Indeed, at its heart, Loveless is a commentary on the damage we can inflict on others when we only consider ourselves. As if to give this idea a tangible visual correlative, Zvyaginstev depicts many characters’ monitoring themselves on social media. Young women at a fancy restaurant take carefully orchestrated selfies. Even Zhenya (played fantastically well by Spibak - I hope she will be recognised at Cannes for her work in the film), is seen several times scrolling through Instagram, paying attention to appearances and only appearances. At one point, when the search party looking for the son thinks he may be descending in an elevator of a distant apartment building, the searchers, along with the viewer, are shocked when two drunk phone-wielding young women stumble out, taking pictures of themselves and flirting with the police, as if this sheer superficial self-interest were somehow related to Aleksey’s disappearance itself.


loveless cannes review

But the director pushes the selfishness of his characters even further; in one of the film’s very best scenes, the ex-couple drives out of town to see if Aleksey has fled to Zhenya’s mother’s house.
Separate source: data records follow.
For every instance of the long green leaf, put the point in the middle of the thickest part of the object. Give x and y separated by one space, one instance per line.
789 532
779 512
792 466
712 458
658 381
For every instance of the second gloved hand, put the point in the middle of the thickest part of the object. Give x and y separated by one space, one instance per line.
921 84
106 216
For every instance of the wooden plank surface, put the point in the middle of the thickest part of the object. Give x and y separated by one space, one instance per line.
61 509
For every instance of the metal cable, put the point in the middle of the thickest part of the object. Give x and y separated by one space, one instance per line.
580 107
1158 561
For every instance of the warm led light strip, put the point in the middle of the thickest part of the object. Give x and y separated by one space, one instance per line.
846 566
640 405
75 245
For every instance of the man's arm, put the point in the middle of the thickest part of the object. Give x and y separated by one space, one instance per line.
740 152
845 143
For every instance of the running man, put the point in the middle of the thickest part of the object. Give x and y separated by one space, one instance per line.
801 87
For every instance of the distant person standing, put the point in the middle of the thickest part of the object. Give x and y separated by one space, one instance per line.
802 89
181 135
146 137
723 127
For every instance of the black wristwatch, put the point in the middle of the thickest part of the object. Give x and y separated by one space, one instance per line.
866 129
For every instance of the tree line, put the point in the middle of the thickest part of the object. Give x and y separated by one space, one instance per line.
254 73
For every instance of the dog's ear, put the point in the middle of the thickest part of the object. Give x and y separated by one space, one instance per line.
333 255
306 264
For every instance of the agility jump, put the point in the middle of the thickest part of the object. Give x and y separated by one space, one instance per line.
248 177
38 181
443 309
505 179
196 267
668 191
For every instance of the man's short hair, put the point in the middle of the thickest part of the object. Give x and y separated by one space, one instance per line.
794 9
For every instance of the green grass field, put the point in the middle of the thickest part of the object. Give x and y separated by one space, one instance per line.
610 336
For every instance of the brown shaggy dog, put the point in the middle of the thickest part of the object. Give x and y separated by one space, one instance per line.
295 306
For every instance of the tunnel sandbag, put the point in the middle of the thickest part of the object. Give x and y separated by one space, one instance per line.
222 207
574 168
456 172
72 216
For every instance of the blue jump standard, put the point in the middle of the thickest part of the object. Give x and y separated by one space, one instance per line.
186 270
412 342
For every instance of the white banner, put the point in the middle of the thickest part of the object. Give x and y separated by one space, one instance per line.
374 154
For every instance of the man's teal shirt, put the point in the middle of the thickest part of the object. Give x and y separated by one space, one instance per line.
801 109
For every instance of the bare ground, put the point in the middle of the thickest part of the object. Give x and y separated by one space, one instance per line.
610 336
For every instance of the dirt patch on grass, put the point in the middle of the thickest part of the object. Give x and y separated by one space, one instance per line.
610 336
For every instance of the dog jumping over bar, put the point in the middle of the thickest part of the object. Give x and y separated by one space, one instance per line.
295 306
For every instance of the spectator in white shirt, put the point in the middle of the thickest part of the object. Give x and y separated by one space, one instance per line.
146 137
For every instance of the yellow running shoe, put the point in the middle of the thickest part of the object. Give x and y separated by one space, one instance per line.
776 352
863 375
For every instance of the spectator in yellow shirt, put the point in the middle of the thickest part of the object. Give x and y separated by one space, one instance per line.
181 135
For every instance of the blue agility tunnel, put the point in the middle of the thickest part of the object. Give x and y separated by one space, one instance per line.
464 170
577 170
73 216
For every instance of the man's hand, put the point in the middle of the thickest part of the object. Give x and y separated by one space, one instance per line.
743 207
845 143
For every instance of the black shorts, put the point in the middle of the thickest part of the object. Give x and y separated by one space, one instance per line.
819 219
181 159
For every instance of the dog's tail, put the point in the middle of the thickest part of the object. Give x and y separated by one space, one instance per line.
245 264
Described by Boris as the new Stalin, Zhenya’s mother relentlessly tears into everyone, including her daughter, not hesitating to cut to the quick at the slightest provocation. For their whole visit, the mother almost never stops spewing vitriol. Once everyone leaves the gruff mother in the silence in which they found her, she quietly buries her face in her hands. This interaction reveals so much. First, we see how Zhenya learned her aggressive style of parenting. Second, we see that this level of cruelty masks a potentially egotistical emotional core. The scene with Zhenya’s mother gets at an idea that’s crucial to understanding the pain of Loveless; these characters pass meanness and dissatisfaction down to the next generation because it’s all they know, or because they’re seeking to avenge their own terrible upbringings, or because they’re simply bad people at heart. Any interpretation can explain a pain - deserved or not - that’s so dolorous that the only defense is to let it scar and harden into something pitiless. This dark complexity is what makes Loveless so great.

The one fault of Loveless, which was also a fault of both Elena and Leviathan, is that it seems slightly listless exactly where it should be at its most intense. Occasionally, the extensive sequences of the search parties looking for Aleksey seem to sag where the rest of the film feels so perfectly realised. But nevertheless, this is a fault that has subsided more and more with each feature Zvyaginstev offers for public consumption. Though Loveless isn’t without its listless moments, like its predecessors, the listlessness has mostly been replaced by a tautness of raw human emotion, buttressed by a consistency of aesthetic mastery.


loveless cannes review

In terms of style, Loveless far surpasses the already-strong work that both Zvyaginstev and screenwriter Oleg Negin have done. Leviathan may have been the more politically ambitious work, but Loveless is the more humanly ambitious one; as if to heighten the pain of the film’s relationships, Zvyaginstev uses a style that can be both heartbreakingly intimate and disconcertingly distant. Medium shots of characters quietly breaking down are just as fascinating as distant shots of silhouettes of characters engaging in mechanical lovemaking - all of which are filmed with great control in patiently roving shots of brooding steely-blue compositions. Negin seems to have improved as well, creating a narrative framework that allows us to learn a little more about these people in each scene.

Loveless frames its narrative with similar images in much the same way that Citizen Kane does - the film’s final image manages to bind its sprawling human tragedy together in a profoundly revelatory way. Zvyaginstev presents to us a final moment that not only makes us feel as though we’ve more deeply understood the film, but that we’ve more deeply understood something fundamental, ugly, and - hopefully - avoidable that exists in the heart of human interactions. It’s far too early in the Cannes Film Festival to pick favourites for the Palme d’Or, but if Loveless were to win, you will hear no objections from me.